Larry and Elida Dimas didn’t have much to begin with, and Hurricane Irma left them with even less.
The storm peeled open the roof of the old mobile home where they live with their 18-year-old twins, and it destroyed another one they rented to migrant workers in Immokalee, one of Florida’s poorest communities. Someone from the government already has promised aid, but Dimas’ chin quivers at the thought of accepting it.
“I don’t want the help,” said Dimas, 55. “But I need it.”
Dimas is one of millions of Floridians who live in poverty, and an untold number of them have seen their lives up-ended by Irma. Their options, already limited, were narrowed even further when the hurricane destroyed possessions, increased expenses and knocked them out of work.

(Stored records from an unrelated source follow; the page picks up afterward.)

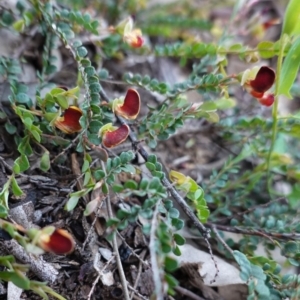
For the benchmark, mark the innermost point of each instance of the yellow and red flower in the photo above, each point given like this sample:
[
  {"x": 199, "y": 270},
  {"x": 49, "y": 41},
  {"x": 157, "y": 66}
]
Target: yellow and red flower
[
  {"x": 257, "y": 82},
  {"x": 132, "y": 36},
  {"x": 69, "y": 122},
  {"x": 57, "y": 241}
]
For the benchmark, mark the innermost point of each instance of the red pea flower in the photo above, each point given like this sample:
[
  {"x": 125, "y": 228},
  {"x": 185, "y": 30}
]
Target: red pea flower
[
  {"x": 129, "y": 107},
  {"x": 267, "y": 99},
  {"x": 113, "y": 136},
  {"x": 132, "y": 36},
  {"x": 69, "y": 122},
  {"x": 57, "y": 241}
]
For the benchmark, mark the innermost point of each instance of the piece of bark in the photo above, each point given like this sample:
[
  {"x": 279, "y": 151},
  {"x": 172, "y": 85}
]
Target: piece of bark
[{"x": 42, "y": 269}]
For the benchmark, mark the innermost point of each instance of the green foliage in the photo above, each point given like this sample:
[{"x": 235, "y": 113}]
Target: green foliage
[{"x": 240, "y": 193}]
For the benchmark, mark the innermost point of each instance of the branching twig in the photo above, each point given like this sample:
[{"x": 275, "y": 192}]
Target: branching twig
[
  {"x": 139, "y": 273},
  {"x": 221, "y": 240},
  {"x": 187, "y": 293},
  {"x": 153, "y": 257},
  {"x": 115, "y": 247},
  {"x": 188, "y": 211},
  {"x": 262, "y": 233}
]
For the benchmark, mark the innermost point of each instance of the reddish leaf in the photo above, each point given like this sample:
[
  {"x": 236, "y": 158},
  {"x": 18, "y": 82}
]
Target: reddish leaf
[
  {"x": 69, "y": 122},
  {"x": 263, "y": 81},
  {"x": 59, "y": 242}
]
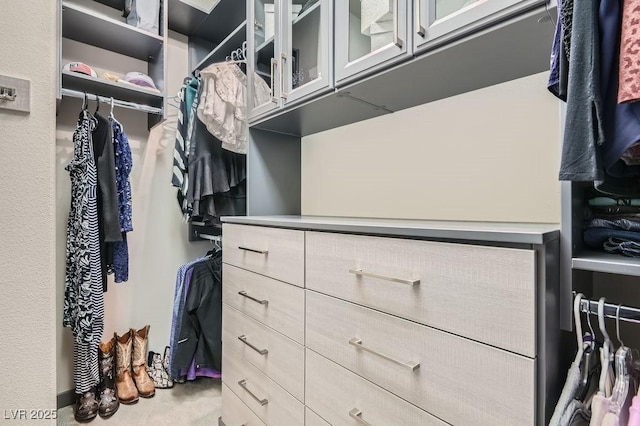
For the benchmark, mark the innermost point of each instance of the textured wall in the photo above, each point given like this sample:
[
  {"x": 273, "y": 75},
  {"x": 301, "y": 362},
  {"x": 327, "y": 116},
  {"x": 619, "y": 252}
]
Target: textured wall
[
  {"x": 487, "y": 155},
  {"x": 27, "y": 227},
  {"x": 158, "y": 243}
]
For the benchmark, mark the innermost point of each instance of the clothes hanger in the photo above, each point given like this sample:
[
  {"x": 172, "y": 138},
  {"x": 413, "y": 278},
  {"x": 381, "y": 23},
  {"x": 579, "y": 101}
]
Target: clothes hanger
[
  {"x": 578, "y": 324},
  {"x": 605, "y": 384},
  {"x": 623, "y": 360},
  {"x": 589, "y": 358}
]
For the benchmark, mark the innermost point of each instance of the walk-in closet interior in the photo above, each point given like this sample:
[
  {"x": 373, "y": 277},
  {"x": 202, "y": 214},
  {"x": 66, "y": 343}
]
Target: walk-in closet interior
[{"x": 322, "y": 212}]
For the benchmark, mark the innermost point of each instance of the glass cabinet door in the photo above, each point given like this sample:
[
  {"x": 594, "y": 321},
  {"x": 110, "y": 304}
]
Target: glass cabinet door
[
  {"x": 264, "y": 68},
  {"x": 369, "y": 33},
  {"x": 437, "y": 21},
  {"x": 308, "y": 38}
]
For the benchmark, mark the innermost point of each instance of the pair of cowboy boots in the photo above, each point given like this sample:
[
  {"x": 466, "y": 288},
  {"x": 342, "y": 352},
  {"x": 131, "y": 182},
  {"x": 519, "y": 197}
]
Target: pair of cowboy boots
[
  {"x": 132, "y": 379},
  {"x": 102, "y": 400}
]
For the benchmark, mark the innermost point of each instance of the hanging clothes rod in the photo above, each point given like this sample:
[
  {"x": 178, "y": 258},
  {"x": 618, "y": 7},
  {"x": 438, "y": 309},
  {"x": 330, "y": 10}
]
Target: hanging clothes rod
[
  {"x": 116, "y": 102},
  {"x": 626, "y": 313},
  {"x": 211, "y": 237}
]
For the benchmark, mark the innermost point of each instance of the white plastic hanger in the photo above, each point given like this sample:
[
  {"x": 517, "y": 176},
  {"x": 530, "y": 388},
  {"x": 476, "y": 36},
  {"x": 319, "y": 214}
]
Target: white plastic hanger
[
  {"x": 622, "y": 360},
  {"x": 606, "y": 374}
]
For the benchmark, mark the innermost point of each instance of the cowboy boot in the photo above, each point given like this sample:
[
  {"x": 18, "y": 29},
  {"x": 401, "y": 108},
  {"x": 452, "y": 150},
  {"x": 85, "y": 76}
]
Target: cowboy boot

Not far from Dimas in impoverished Immokalee, located on the edge of the Everglades, Haitian immigrant Woodchy Darius, a junior at Immokalee High School, must decide whether to return to class when school reopens or head to the fields to pick berries once the land is dry enough to work again.
“The rent is $375, and if I don’t have the money they’ll kick us out,” said Darius, 17. He lives in a grubby apartment building with bare concrete floors, burglar-proof doors and cinder-block walls that make it resemble a jail more than home.
The Census Bureau estimates about 3.3 million people live in poverty in Florida — nearly 16 percent of the state’s 20.6 million population. For them, the…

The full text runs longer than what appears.